List all available video generation models and their capabilities.

Use this tool to discover available video models, their features, and supported parameters.

8. `generate_video`

Generate a video asynchronously from text or images. Returns a task ID for polling.

Parameters:

model (required): Video generation model
- cogvideox-3: Z.AI flagship model (up to 4K, 5-10s, audio support)
- viduq1-text: Text-to-video, 1080P, 5s
- viduq1-image: Image-to-video, 1080P, 5s
- viduq1-start-end: Start-end frame, 1080P, 5s
- vidu2-image: Image-to-video, 720P, 4s (faster, cheaper)
- vidu2-start-end: Start-end frame, 720P, 4s
- vidu2-reference: Reference-based, 720P, 4s
prompt (optional): Text description (max 512 characters)
image_url (optional): Image URL(s) for image-to-video generation
quality (CogVideoX-3): quality or speed
size (optional): Video resolution
duration (optional): Video duration in seconds
fps (CogVideoX-3): 30 or 60
with_audio (optional): Generate AI sound effects
style (Vidu Q1 text): general or anime
aspect_ratio (Vidu Q1/2): 16:9, 9:16, or 1:1
movement_amplitude (Vidu): auto, small, medium, or large
user_id (optional): End user ID for abuse prevention

Examples:

# Text-to-video
Generate a video of a cat playing with a ball.

# Image-to-video
Animate this image: [image_url]

# Start-end frame
Create a smooth transition from [first_frame] to [last_frame].

9. `get_video_result`

Retrieve the result of an asynchronous video generation task.

Parameters:

task_id (required): The task ID from generate_video

Note: Video generation typically takes 30 seconds to several minutes depending on duration and quality.

10. `generate_and_download_video` ⭐ Recommended

Generate a video and automatically download it.
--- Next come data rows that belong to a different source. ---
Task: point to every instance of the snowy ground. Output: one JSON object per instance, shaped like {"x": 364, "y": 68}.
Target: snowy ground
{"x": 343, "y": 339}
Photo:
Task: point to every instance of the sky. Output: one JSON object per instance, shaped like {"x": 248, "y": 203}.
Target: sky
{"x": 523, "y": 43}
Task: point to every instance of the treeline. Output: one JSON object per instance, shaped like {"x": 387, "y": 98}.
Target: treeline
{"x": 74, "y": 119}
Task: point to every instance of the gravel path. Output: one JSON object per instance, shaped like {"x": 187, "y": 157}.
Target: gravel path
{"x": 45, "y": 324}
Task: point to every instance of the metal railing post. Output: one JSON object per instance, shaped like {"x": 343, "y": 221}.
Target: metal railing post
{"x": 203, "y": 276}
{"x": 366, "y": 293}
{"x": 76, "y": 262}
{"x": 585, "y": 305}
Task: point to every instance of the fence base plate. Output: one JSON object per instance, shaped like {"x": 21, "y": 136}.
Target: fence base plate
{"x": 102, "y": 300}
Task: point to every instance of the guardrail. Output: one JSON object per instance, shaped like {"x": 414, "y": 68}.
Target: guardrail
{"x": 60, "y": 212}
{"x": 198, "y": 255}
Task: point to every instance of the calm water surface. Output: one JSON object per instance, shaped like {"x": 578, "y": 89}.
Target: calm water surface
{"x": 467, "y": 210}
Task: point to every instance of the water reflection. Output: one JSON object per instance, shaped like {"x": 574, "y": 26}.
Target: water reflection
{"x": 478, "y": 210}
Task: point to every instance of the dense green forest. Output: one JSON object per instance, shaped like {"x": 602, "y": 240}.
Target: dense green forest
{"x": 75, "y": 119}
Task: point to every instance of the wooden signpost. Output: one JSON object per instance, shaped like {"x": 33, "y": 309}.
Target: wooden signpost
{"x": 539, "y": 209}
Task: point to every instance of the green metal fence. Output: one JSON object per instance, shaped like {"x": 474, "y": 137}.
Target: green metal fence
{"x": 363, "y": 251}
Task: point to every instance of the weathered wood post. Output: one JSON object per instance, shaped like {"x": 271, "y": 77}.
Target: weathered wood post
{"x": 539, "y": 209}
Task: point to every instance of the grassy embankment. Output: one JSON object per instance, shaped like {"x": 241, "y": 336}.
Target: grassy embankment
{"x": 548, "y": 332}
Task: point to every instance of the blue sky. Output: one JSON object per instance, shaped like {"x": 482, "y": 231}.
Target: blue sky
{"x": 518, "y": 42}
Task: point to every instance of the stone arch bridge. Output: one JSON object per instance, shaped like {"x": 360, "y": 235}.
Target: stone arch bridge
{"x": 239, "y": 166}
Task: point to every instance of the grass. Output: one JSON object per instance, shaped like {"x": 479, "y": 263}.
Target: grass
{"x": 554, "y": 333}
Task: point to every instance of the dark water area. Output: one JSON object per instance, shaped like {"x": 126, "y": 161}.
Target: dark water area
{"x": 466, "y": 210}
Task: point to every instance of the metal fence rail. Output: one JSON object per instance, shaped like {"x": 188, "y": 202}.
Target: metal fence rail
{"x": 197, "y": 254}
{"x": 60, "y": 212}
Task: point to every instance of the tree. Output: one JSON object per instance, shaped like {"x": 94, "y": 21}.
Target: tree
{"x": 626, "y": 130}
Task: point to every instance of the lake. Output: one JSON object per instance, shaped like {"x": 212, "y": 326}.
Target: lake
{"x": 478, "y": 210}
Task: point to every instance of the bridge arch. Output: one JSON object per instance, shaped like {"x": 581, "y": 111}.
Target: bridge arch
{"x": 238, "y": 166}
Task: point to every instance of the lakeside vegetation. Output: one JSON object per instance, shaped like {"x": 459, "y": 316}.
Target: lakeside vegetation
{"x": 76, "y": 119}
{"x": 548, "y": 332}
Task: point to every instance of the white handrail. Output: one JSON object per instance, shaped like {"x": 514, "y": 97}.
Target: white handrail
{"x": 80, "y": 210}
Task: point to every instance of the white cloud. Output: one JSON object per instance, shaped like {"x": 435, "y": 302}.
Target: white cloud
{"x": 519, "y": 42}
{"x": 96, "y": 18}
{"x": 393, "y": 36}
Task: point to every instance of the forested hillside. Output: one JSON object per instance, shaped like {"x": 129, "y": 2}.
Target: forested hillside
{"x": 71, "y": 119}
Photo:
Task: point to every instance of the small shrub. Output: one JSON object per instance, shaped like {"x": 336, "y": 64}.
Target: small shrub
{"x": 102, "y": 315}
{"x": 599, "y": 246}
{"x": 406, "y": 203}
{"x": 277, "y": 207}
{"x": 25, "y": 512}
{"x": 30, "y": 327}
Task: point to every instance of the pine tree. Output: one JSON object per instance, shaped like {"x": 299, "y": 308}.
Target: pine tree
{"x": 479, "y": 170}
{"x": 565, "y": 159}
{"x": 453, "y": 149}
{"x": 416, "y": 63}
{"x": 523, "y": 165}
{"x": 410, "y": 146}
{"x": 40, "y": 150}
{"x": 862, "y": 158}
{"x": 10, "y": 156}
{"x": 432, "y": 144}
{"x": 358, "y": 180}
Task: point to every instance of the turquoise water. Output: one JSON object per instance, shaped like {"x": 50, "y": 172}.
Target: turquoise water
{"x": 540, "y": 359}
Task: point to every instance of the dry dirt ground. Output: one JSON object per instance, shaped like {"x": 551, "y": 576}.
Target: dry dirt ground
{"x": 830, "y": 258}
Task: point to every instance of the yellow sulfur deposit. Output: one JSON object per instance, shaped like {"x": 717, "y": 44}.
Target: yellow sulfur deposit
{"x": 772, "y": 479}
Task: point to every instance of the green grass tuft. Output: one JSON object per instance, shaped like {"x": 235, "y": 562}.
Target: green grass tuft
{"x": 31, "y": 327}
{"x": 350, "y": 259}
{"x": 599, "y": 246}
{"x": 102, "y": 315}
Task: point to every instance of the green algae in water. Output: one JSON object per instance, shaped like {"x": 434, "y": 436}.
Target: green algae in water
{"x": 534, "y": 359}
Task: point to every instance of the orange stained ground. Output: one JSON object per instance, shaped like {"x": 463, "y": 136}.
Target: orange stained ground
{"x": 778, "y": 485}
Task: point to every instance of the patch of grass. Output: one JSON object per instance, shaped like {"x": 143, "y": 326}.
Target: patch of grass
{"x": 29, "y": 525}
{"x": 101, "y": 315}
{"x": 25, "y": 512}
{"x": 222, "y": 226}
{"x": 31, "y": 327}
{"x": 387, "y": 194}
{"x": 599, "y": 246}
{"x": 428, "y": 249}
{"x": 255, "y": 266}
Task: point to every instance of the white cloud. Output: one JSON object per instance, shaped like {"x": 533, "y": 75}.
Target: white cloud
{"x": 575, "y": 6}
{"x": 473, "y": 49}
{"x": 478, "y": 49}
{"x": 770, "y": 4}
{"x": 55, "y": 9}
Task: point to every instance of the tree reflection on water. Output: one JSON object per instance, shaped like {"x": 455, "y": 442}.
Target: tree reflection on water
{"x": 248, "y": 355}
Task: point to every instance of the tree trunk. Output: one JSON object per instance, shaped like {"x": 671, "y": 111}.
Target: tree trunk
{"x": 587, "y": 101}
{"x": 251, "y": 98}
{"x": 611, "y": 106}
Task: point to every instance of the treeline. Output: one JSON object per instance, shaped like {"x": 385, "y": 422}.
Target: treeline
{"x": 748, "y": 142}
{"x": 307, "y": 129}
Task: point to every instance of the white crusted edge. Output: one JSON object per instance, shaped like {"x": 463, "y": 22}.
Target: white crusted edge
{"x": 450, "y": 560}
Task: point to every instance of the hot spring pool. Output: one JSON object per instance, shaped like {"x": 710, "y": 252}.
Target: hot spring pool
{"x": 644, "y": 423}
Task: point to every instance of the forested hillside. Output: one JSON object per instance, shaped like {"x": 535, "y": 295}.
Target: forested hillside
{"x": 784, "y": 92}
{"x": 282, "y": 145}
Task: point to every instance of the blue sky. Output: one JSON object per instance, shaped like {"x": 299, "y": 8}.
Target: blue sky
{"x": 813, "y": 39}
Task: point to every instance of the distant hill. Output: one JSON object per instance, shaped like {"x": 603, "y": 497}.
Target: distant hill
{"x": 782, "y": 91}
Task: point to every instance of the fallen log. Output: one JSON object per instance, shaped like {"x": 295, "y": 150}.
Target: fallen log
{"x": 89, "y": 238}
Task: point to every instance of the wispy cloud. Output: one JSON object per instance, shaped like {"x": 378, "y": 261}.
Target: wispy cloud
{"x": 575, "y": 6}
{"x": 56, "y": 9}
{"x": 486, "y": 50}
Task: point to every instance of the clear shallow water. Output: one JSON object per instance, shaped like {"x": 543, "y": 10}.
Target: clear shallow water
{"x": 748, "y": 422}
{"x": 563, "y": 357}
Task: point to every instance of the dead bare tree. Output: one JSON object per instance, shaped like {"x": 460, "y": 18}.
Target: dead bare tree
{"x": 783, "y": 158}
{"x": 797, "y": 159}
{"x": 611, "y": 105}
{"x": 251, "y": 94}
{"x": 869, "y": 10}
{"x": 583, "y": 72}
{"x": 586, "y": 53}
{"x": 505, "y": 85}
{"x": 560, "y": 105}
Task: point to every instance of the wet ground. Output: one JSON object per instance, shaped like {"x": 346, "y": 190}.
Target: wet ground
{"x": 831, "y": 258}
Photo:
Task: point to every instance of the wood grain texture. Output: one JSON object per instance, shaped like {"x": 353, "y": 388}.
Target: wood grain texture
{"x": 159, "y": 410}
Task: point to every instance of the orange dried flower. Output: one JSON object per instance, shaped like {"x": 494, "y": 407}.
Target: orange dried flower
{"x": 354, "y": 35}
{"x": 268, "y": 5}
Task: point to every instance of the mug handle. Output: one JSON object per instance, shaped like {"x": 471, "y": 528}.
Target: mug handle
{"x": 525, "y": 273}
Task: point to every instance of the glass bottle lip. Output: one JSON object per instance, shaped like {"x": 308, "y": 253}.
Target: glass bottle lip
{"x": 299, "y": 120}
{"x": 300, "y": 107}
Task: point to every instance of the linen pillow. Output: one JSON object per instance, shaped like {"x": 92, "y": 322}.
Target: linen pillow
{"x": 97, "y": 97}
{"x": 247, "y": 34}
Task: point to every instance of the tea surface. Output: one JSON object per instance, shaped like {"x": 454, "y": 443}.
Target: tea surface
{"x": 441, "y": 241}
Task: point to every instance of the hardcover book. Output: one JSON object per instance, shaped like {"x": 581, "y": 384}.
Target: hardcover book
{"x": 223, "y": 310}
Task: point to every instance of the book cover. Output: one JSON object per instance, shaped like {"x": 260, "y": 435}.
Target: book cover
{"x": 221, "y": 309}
Polls for completion and saves the video file.

Parameters:

All parameters from generate_video plus:
file_output (optional): Absolute path to save the video file
poll_interval (optional): Seconds to wait between polling (default: 10)
max_wait (optional): Maximum seconds to wait (default: 300)

Example:

Generate a video of a sunset over the ocean and save it to /home/user/videos/sunset.mp4

Note: Videos are always saved to file (too large for base64). Video URLs expire after 1 day.

Models

GLM-Image

Z.AI's flagship image generation model with a hybrid autoregressive + diffusion architecture.

Best for: Complex compositions, text rendering, detailed illustrations, commercial posters
Quality options: hd (detailed, ~20s), standard (faster, ~5-10s)
Size range: 1024-2048px per dimension (divisible by 32)
Recommended sizes: 1280×1280, 1568×1056, 1056×1568, 1472×1088, 1088×1472, 1728×960, 960×1728
Async support: Yes

CogView-4-250304

General-purpose image generation with fast text understanding.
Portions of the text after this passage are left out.